Public Release: 

New data suggest treatment effect on cognition leads to the treatment effect on function in patients

Study results published in the December issue of the Journal of Alzheimer's Disease

IOS Press

INDIANAPOLIS, December 2, 2014 -- Today, Eli Lilly and Company announced results from new analyses of two Phase 3 trials evaluating the relationship between cognitive and functional treatment effects in patients with mild Alzheimer's disease. Based on post-hoc analyses of the Phase 3 trials, the findings suggested that cognitive deficits were more apparent than functional deficits in mild Alzheimer's disease when measured with the Alzheimer's disease Assessment Scale-Cognitive (ADAS-Cog) and the Alzheimer's disease Cooperative Study-Activities of Daily Living (ADCS-ADL) subscales. The apparent treatment effect on cognition based on these analyses led to the apparent treatment effect on function. These data were published in the December 2 issue of the Journal of Alzheimer's Disease.

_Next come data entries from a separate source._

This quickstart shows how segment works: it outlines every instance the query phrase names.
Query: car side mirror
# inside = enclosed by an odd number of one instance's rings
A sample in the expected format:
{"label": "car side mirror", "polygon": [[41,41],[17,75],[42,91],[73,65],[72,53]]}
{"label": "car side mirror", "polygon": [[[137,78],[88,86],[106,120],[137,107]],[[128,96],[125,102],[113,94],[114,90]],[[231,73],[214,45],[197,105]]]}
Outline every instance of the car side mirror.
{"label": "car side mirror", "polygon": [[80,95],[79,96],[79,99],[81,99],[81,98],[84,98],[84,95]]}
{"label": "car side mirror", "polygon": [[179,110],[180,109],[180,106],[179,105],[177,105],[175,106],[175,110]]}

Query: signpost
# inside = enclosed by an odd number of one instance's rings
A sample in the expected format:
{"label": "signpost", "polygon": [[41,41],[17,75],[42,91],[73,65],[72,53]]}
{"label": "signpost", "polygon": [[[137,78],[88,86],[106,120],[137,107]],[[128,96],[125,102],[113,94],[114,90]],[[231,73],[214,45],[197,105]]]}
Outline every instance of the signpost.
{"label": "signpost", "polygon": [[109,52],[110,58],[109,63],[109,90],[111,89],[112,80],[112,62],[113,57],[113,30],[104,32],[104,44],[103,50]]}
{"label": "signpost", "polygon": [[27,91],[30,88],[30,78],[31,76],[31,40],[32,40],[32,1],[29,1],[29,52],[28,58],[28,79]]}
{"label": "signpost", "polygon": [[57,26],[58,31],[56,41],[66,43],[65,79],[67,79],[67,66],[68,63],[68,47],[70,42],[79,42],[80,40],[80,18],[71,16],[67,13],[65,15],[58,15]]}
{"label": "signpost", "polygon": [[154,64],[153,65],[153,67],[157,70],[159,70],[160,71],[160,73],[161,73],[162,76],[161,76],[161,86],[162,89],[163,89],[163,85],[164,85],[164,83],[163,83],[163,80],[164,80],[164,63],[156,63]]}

"These data are important as they suggest that functional outcomes should be considered key secondary endpoints in a clinical trial of patients with mild Alzheimer's disease dementia, and they are consistent with the idea that Alzheimer's disease is primarily a disease of cognition and the functional deficits are mostly a consequence of these cognitive deficits," said Hong Liu-Seifert, Ph.D., study research advisor at Eli Lilly and Company. "We believe cognition and function are important to patients and caregivers and these data suggest that cognitive treatment effect drives functional treatment effect and can be considered a leading indicator for functional effect in patients with mild Alzheimer's disease."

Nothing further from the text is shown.